Moving away from metaphors I will speak candidly about myself and why this site exists. A few years ago I hit a turning point in my life, where my religious and cultural foundation that I believed to be true and trusted from childhood seemed to be crumbling into meaninglessness. I felt betrayed and angry mostly at the church. I participated in a creativity course, Julie Cameron’s The Artist’s Way, and we were asked to name “monsters” in our life that had dampened our creativity (creativity not just being left to the artist, but that each of us are deeply creative; as we were created in a creators image so too are we able to live our lives creatively). I couldn’t think of any one person as a “creativity monster”, but what instantly was revealed to me was that the institutional church in which I was cultured in dampened my creativity. The institution raised me up as a cookie cutter churched little girl with no real purpose in life except to be the wife of a prominent man (in another posting I will share how this crippled my future marriage) and to try to figure out how to please this great big untouchable God.

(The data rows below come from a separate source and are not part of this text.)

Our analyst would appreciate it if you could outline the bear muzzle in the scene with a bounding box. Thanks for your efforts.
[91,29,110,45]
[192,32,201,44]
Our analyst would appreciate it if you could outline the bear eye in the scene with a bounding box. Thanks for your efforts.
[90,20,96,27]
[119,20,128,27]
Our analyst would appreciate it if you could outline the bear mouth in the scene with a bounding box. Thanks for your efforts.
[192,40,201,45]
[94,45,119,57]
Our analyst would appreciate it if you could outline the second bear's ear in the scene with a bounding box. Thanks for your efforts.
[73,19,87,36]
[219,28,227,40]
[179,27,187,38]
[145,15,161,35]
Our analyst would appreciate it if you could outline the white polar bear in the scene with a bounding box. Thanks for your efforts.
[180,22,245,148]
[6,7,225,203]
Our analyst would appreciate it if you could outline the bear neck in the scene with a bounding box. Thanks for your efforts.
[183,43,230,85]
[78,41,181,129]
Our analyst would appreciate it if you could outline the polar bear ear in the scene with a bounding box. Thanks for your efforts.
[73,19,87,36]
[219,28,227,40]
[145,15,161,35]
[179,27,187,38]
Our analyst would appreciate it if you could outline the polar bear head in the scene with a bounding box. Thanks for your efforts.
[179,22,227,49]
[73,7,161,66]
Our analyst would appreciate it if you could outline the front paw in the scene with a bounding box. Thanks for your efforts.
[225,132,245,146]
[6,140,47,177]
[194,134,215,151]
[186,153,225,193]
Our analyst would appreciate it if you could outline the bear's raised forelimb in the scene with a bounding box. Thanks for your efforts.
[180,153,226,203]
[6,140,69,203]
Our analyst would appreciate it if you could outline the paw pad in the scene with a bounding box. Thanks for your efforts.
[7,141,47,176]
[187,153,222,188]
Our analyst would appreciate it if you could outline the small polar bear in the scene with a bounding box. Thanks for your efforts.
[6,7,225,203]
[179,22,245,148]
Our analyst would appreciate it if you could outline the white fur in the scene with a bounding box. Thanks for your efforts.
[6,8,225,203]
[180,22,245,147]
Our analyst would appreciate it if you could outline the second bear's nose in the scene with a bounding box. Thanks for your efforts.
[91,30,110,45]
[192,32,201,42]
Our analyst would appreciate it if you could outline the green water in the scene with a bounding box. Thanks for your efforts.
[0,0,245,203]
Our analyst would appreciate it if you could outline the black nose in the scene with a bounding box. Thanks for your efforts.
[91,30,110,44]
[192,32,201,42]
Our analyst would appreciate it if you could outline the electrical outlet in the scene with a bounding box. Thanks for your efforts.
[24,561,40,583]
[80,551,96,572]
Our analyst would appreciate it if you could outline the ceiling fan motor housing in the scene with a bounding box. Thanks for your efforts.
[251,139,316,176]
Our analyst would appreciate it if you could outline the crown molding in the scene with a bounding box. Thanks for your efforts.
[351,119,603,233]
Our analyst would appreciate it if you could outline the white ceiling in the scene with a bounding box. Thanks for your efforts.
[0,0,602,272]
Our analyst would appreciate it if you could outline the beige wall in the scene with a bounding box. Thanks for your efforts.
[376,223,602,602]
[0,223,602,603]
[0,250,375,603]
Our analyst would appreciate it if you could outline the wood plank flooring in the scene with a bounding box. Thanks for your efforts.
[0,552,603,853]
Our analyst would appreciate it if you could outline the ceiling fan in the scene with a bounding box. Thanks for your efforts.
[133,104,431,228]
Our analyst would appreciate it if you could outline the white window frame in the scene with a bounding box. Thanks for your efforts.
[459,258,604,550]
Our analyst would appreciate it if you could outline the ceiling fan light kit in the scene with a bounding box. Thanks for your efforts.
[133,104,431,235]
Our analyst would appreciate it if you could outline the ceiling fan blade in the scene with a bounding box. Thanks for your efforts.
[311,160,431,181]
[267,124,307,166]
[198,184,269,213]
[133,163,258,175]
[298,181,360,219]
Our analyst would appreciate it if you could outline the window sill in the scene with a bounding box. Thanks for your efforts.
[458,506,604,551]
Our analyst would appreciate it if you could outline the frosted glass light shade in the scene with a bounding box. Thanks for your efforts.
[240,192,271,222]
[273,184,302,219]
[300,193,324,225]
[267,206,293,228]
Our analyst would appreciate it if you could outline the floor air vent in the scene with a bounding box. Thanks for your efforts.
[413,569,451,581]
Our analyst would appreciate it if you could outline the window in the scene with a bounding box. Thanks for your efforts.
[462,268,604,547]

The church was my monster. Not that it forced me into being what I didn’t want to be – but because I was raised up in its image. I had been born and raised in a Pentecostal church as the daughter of the pastor, and I took on many personas so that I pleased others and God. But I never truly developed the true me. I grew up under a very patriarchal God and Christian society in the U.S. and once outside of both I have been able to journey into areas of questioning myself, my faith, and the type of structures that have founded my beliefs. Since this turning point I have found a whole new resource of reading and relationships that have watered this growing seed within. But it took active searching, and what I found from this search has taken on a whole new world like that of Alice’s Wonderland that I never knew existed, but had been here all along. I feel like at the age of 30-something, I am just now waking up!
One of my more recent burning frustrations has been the lack of available reading resources around women’s spiritual journeys. Many of the books, if you can find them available, are not recent. I can find more recent feminist readings, and spiritual books of all kinds, but there exist few resources for women that are just starting to walk a new journey of being a “nomadess” or liberated woman on this new path. I have found that in my life there are many older women that have an incredible wealth of knowledge and experience of a woman’s spiritual journey which they have internalized and may not have the ability to “pass on the baton” of this knowledge – but a space is needed to share.
My hope is that this site be a resource for every type of woman at every stage of her journey. That the Nomadess become a collective gathering place of ideas and inspirations that women can contribute to through articles about their turning points, stories to encourage others, and a space to find information about books that you wouldn’t find in your religious book store, ideas that challenge, and events that may not make the headlines.